Either GraphPad prism or Genedata Screener SmartFit was used to analyze the data. The IC50 values were derived by fitting the data to a four parameter logistic equation producing a sigmoidal dose-response curve with a variable Hill coefficient.
The KRAS_G12C exchange assay IC50 data, KRAS_G12C pERK assay IC50 data, KRAS_G12C WB pERK assay IC50 data are provided in Table 1 below. The symbol “†” indicates IC50 ≤50 nM, “††” indicates IC50 >50 nM but ≤100 nm; and “†††” indicates IC50 is >100 nM but ≤1000 nM, “††††” indicates IC50 is >1 μM but ≤5 μM; “†††††” indicates IC50 is >5 μM “NA” indicates that data is not available.

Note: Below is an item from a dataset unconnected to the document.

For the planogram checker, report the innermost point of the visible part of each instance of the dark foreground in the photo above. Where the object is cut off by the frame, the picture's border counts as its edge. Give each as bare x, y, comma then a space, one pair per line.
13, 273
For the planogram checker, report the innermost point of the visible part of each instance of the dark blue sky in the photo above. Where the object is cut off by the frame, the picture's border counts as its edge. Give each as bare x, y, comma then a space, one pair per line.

MIA PaCa-2 (KRAS G12C; ATCC@ CRL-1420), NCI-H358 (KRAS G12C; ATCC@CRL-5807), A427 (KRAS G12D; ATCC® HTB53), HPAFII (KRAS G12D; ATCC® CRL-1997), YAPC (KRAS G12V; DSMZ ACC382), SW480 (KRAS G12V; ATCC® CRL-228) and NCI-H838 (KRAS WT; ATCC® CRL-5844) cells are cultured in RPMI 1640 media supplemented with 10% FBS (Gibco/Life Technologies). Eight hundred cells per well in RPMI 1640 media supplemented with 2% FBS are seeded into white, clear bottomed 384-well Costar tissue culture plates containing 50 nL dots of test compounds (final concentration is a 1:500 dilution, with a final concentration in 0.2% DMSO). Plates are incubated for 3 days at 370C, 5% CO2. At the end of the assay, 25 ul/well of CellTiter-Glo reagent (Promega) is added. Luminescence is read after 15 minutes with a PHERAstar (BMG). Data are analyzed in Genedata Screener using SmartFit for IC50 values.

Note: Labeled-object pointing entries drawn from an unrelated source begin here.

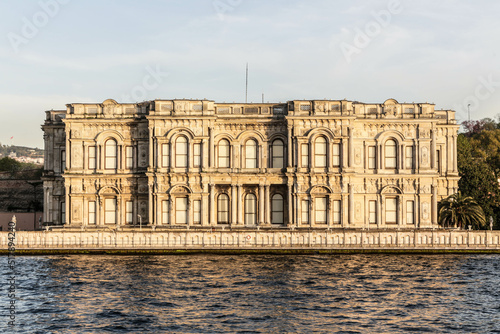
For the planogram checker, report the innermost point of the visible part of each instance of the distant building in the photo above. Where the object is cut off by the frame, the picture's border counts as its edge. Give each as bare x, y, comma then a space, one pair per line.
323, 163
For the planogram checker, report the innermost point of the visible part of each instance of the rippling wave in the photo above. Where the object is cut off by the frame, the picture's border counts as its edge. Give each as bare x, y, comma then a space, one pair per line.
256, 294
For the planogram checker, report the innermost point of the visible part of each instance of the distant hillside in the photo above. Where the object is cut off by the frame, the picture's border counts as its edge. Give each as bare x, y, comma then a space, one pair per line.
21, 151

MIA PaCa-2 (KRAS G12C; ATCC® CRL-1420), NCI-H358 (KRAS G12C; ATCC® CRL-5807), A427 (KRAS G12D; ATCC® HTB53), HPAFII (KRAS G12D; ATCC® CRL-1997), YAPC (KRAS G12V; DSMZ ACC382), SW480 (KRAS G12V; ATCC@ CRL-228) and NCI-H838 (KRAS WT; ATCC® CRL-5844) cells are purchased from ATCC and maintained in RPMI 1640 media supplemented with 10% FBS (Gibco/Life Technologies). The cells are plated at 5000 cells per well (8 uL) into Greiner 384-well low volume, flat-bottom, and tissue culture treated white plates and incubated overnight at 370C, 5% CO2. The next morning, test compound stock solutions are diluted in media at 3× the final concentration and 4 uL are added to the cells, with a final concentration of 0.1% of DMSO. The cells are incubated with the test compounds for 4 hours (G12C and G12V) or 2 hrs (G12D) at 37° C., 5% CO2. Four uL of 4× lysis buffer with blocking reagent (Cisbio) are added to each well and plates are rotated gently (300 rpm) for 30 minutes at room temperature. Four uL per well of Cisbio anti Phospho-ERK 1/2 d2 is mixed with anti Phospho-ERK 1/2 Cryptate (1:1), and added to each well, incubated overnight in the dark at room temperature. Plates are read on the Pherastar plate reader at 665 nm and 620 nm wavelengths. Data are analyzed in Genedata Screener using SmartFit for IC50 values.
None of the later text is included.